WATERFORD — Waterford lies just inside the very northwest corner of Knox County. We’ve visited the forgotten history of its ambitious but short-lived Westminster Academy previously here at History Knox.
This time around, though, we’ve found an old postcard that captures the other school in town.
Waterford (whose mailing address was Levering Post Office because of the presence of another Waterford in Ohio in Washington County) had a public school located on the southeast edge of town, as opposed to the academy, which was a larger building at the southwest edge of the village.
In all likelihood, this public school lasted much longer than the Westminster Academy, and presumably went through a number of schoolhouses in its day.
The one in the picture is a two-story structure that suggests a post Civil War construction. Structurally, the two front doors are at opposite ends of the front wall, while the perpendicular walls on the sides have windows.
This makes it hard to guess where stairs led to the upper level of the building, unless it was in the very center of the structure, with each floor separated into two rooms. Conversely, each floor may have been one large room with the stairs either in the front between the two doors or in the rear of the building.
No matter exactly how it was configured, such a structure would most definitely not pass any fire code today.
Structures with stairs near doors were banned after Ohio’s horrific Lake View Elementary School fire in Collinwood, Ohio, in 1908, when dozens of children and teachers burned to death on the verge of escape when they became trapped by the crush of panicked people fleeing down a stairwell to the rear exit of the building.
It was located too close to the end of the stairs, resulting in a bottleneck that trapped people in a tangle, even as helpers unsuccessfully tried to pull them out the door.
Luckily, no such incident ever put the Waterford public school’s design to the test.

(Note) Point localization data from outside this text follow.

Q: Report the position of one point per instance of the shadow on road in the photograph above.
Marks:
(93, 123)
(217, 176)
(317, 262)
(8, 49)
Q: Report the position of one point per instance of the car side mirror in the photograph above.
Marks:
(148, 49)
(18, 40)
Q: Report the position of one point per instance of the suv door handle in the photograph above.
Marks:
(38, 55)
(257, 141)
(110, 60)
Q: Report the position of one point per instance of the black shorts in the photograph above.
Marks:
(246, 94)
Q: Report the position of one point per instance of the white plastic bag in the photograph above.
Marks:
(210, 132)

One thing that may have prevented it from ever catching on fire was the lightning rod running down the front wall into the ground.
Another thing one probably wouldn’t see today is the school’s exterior covered with a sign for a social club that regularly met there. The Independent Order of Odd Fellows (IOOF) is a social club with roots going back hundreds of year in England.
It appears to have been a club formed by people who worked trades not included by the Masonic orders — indeed, the group’s name may have come from the expression “odd jobs,” which were what these people did for employment, as opposed to the Masons, who were the trade union of skilled laborers.
Today a number of IOOF chapters remain in the state, the closest being the one in Caledonia, near Marion.
When I contacted the Grand Lodge of Ohio IOOF, Grand Secretary Penny Castle was able to look it up and confirm that a lodge, officially known as Owl Creek Lodge, IOOF #686, opened on July 31, 1879.
It operated until 1956, when it was closed. And that’s about all the information they have about the defunct lodge. Exactly how long it met in the school building is unknown, but its presence suggests that perhaps the lodge helped fund the building of the school.
The building is no longer there today.
The back of the card is a simple greeting between friends Edith Marshall (whose address is only given as Rfd #3), and Floyd Norris of Bellville.
It is postmarked 1913, which fits with the timeframe of the lodge as well as the style of the photographic print. Thus it seems safe to date this photograph of Waterford to somewhere between 1879 and 1913, with the latter date being most probable.